The Alternating Series Test is a handy tool when dealing with series that change signs between terms. In simple words, an alternating series is a series whose terms alternate in sign. For instance, when you see a series like \( \frac{-1}{2}-\frac{1}{3}-\frac{1}{4}-\frac{1}{5}-\cdots \), you can spot that it alternates between negative and positive terms.
To use the Alternating Series Test for this kind of series, you must check two conditions:

• The sequence of absolute terms \( b_n = \frac{1}{n} \) must be monotonically decreasing. This means as \( n \) grows larger, each term \( b_n \) should get smaller.
• The limit of \( b_n \) from this sequence as \( n \to \infty \) should be zero. In our case, \( \lim_{n \to \infty} \frac{1}{n} = 0 \).

If both conditions are met, the series converges. This works because, even though the terms are alternating in sign, they are getting smaller in absolute value and these smaller differences "settle down" to some finite sum over infinite terms.
The series in our problem meets these conditions and hence is convergent because of the Alternating Series Test.

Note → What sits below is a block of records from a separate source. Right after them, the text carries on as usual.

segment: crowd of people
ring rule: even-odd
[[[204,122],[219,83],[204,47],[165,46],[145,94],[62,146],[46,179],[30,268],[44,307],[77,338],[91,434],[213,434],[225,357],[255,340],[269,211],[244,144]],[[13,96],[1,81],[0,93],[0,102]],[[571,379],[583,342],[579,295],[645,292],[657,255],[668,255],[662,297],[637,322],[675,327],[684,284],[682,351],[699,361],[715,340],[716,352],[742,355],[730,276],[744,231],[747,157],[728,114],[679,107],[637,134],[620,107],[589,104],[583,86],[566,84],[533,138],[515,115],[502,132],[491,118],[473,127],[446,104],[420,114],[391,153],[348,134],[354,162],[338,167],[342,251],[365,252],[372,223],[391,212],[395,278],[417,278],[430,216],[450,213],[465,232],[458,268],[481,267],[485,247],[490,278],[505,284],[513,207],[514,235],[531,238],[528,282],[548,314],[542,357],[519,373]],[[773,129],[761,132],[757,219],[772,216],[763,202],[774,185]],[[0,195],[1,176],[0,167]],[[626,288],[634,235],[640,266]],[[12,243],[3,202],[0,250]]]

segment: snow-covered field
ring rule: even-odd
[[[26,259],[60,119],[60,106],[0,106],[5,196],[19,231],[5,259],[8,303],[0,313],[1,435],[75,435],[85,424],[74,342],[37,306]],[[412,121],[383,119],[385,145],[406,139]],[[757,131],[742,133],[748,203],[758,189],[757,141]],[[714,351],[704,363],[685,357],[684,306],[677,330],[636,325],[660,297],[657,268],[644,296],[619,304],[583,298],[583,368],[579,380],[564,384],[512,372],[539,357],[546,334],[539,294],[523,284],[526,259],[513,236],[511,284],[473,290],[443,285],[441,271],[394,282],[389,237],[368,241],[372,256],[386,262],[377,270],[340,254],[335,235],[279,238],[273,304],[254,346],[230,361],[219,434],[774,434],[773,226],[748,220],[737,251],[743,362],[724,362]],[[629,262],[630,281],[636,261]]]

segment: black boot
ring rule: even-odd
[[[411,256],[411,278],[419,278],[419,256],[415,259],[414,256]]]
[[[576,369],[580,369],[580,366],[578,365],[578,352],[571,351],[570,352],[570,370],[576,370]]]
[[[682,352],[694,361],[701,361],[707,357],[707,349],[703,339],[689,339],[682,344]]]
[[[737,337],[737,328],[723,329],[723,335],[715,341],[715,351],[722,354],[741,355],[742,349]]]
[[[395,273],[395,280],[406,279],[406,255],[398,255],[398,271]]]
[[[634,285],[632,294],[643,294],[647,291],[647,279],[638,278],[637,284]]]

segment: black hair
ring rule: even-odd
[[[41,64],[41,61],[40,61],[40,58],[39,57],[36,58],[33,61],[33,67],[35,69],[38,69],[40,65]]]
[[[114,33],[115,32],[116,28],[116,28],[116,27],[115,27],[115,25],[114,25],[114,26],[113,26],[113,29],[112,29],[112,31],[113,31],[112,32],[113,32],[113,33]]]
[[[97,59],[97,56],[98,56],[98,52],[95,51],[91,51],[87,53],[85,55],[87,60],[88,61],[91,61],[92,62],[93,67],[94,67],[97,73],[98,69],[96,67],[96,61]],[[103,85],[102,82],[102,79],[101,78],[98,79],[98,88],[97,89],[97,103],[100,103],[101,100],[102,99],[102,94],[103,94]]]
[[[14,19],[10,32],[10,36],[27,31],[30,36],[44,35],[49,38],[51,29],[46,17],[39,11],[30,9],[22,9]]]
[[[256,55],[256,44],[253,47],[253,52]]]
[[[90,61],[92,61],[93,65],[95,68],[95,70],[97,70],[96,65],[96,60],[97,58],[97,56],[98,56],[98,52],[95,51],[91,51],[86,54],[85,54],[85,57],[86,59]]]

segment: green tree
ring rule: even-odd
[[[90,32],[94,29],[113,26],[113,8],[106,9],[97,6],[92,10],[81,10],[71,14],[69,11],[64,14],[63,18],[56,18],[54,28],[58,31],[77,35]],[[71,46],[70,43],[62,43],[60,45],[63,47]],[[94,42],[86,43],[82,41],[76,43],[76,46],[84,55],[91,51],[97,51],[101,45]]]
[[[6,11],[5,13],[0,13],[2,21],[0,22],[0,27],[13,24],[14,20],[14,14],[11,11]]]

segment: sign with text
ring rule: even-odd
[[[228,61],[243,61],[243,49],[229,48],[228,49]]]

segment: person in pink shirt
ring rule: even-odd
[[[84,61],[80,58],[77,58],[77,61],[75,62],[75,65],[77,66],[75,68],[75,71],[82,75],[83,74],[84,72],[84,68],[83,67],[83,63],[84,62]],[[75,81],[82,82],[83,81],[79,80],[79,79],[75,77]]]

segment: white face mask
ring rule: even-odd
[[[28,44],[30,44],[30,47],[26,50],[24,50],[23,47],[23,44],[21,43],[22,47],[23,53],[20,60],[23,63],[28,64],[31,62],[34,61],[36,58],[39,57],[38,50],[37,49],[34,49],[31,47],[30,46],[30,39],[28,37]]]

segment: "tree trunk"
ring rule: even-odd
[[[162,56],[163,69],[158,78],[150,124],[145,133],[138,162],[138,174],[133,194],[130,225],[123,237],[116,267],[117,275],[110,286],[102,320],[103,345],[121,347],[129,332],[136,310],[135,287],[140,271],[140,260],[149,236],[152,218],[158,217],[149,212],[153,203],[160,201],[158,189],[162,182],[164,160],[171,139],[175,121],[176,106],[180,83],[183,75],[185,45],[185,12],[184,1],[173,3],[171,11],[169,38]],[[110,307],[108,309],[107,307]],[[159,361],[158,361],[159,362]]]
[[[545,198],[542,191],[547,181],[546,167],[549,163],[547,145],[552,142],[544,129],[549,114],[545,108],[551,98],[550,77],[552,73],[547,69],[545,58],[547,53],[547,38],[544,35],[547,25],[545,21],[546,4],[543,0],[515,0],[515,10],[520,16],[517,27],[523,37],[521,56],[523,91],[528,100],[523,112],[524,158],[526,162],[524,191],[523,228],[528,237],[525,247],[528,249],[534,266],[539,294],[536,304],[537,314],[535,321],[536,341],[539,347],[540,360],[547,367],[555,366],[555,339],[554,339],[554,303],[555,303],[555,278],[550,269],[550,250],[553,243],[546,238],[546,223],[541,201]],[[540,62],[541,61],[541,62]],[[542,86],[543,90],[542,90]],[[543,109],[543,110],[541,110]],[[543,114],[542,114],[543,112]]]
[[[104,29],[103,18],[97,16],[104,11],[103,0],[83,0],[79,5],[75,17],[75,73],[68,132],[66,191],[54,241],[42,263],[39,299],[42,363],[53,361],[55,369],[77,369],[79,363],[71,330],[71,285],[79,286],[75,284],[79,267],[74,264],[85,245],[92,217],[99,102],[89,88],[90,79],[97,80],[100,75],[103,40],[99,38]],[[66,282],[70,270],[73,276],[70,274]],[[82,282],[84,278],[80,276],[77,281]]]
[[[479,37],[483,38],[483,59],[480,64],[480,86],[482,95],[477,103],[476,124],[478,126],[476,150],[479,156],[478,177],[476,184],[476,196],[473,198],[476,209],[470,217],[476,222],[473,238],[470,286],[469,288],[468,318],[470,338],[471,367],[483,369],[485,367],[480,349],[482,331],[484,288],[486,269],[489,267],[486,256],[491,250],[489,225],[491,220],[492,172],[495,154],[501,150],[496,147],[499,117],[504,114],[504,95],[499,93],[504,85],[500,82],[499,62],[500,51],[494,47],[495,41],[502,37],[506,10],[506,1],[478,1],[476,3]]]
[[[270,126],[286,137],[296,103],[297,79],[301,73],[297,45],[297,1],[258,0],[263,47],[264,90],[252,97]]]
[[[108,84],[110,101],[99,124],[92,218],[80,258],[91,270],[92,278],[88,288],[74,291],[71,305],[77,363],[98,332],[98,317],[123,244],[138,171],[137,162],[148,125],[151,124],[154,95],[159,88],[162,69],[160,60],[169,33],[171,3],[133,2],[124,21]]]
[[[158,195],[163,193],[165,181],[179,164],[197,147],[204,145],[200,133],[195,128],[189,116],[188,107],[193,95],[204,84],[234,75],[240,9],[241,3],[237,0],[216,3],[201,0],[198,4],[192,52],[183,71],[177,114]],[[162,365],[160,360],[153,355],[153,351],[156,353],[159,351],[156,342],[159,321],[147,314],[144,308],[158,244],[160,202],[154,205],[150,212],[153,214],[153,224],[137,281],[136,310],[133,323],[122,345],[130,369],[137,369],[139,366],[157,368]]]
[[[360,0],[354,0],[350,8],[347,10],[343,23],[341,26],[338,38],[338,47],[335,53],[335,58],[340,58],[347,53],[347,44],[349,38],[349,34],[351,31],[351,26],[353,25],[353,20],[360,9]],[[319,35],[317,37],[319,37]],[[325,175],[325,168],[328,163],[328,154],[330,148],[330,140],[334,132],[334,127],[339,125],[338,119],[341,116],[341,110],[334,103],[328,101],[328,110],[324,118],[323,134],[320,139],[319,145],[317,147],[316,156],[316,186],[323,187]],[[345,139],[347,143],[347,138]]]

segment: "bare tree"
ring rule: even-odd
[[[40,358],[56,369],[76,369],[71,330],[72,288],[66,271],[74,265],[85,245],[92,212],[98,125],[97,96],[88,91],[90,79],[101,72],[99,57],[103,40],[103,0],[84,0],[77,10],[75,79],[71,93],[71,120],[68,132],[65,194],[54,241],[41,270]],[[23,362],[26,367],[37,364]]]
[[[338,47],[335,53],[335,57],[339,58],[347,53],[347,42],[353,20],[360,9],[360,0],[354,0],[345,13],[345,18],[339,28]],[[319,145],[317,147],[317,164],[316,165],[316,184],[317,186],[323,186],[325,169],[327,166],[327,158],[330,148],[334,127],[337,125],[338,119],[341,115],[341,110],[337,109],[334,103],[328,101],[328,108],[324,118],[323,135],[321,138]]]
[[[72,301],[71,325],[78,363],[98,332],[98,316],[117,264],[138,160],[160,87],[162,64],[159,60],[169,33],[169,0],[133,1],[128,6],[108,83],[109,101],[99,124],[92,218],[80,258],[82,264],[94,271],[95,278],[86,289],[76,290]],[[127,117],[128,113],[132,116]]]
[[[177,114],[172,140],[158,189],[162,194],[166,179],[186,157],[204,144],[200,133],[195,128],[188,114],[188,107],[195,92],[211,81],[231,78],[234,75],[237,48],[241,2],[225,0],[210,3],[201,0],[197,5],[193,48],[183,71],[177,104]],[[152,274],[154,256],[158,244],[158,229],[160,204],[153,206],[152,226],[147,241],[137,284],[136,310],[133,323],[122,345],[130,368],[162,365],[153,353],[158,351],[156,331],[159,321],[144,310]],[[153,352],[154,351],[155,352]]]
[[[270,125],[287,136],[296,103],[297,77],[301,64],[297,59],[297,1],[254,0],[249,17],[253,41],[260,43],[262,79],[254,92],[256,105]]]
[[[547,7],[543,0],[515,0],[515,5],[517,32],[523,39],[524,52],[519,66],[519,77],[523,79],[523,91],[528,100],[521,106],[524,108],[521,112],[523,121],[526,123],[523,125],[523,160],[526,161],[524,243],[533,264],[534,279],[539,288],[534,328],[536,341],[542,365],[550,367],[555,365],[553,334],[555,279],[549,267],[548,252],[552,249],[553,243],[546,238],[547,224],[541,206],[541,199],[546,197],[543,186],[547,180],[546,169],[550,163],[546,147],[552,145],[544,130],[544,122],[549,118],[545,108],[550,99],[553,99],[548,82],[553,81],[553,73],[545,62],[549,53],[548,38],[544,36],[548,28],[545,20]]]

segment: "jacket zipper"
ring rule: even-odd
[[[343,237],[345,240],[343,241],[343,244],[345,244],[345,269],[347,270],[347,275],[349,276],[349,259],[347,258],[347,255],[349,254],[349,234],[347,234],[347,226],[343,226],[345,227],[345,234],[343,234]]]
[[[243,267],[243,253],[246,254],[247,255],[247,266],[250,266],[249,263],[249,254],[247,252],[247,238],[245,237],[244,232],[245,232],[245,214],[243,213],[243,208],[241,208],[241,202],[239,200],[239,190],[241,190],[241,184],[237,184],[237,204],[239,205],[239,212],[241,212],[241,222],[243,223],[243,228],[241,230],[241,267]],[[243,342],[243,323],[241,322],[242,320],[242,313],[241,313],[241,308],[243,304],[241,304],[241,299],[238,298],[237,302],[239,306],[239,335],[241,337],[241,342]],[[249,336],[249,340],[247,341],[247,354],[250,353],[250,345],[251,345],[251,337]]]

A convergent series is a series where the sum of its terms approaches a specific finite number. With each added term, the sum gets closer and closer to this number. It's like continually trying to hit a target, getting closer each time but never quite going beyond that target value.
To understand convergence better, consider our original series: \( \frac{-1}{2}-\frac{1}{3}-\frac{1}{4}-\frac{1}{5}-\cdots \). With the Alternating Series Test, we've confirmed it converges because each term is getting smaller and is approaching zero.
Convergent series are essential in calculus and mathematics because they ensure that infinite processes lead to finite results. This also tells us that even infinite sequences can sometimes "sum up" to a real number under certain conditions, such as alternating signs and decreasing term sizes as in this example.

In contrast, a divergent series is one where the sum of its terms does not approach any specific number. As terms are added, the overall sum could increase indefinitely, decrease indefinitely, or simply alternate without settling to any limit. This lack of a finite sum means we cannot pinpoint a number it approaches.
For an illustrative divergence example, consider the harmonic series: \( 1 + \frac{1}{2} + \frac{1}{3} + \cdots \).Even though its terms also get smaller, they don't alternate, and the sum of this series diverges, which means it increases without bound.
Divergent series are quite different from convergent series. They remind us that not all infinite sums behave nicely. A series divergence implies that, despite possibly having diminishing terms, the sum still "escapes" reaching a finite result.
This understanding helps in clearly distinguishing between series that converge to a finite number from those that don't, playing a crucial role in mathematical analysis and applications.